In the battery link, the improvement of the packaging process of energy storage batteries, the application of fire-retardant coatings, and the optimization of BMS algorithms have become the focus of technical competition among manufacturers.
In addition to technological innovation, the key is to establish a global unified safety standard for balcony photovoltaic storage (plug-in photovoltaic storage system) as soon as possible.
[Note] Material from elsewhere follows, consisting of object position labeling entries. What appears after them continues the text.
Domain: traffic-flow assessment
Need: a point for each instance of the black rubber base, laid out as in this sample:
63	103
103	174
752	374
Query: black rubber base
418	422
At present, except for Germany, most countries around the world, including China, are still taking a wait-and-see attitude towards the emerging field of balcony photovoltaic storage. Taking China as an example, balcony photovoltaics are still a gray area with no policies and no supervision in the field of household photovoltaics, lacking clear policy guidance and regulatory framework. This situation has caused most downstream channel dealers to be hesitant in sales and promotion.
However, the booming balcony photovoltaic storage market in Germany proves the multi-party benefits and huge development potential of this market.
Looking to the future, by building a sound policy system and regulatory framework, and even establishing an international certification system covering battery safety, circuit protection and grid-connected specifications, it will effectively promote the widespread application and popularization of balcony photovoltaic storage systems (plug-in photovoltaic storage systems) around the world.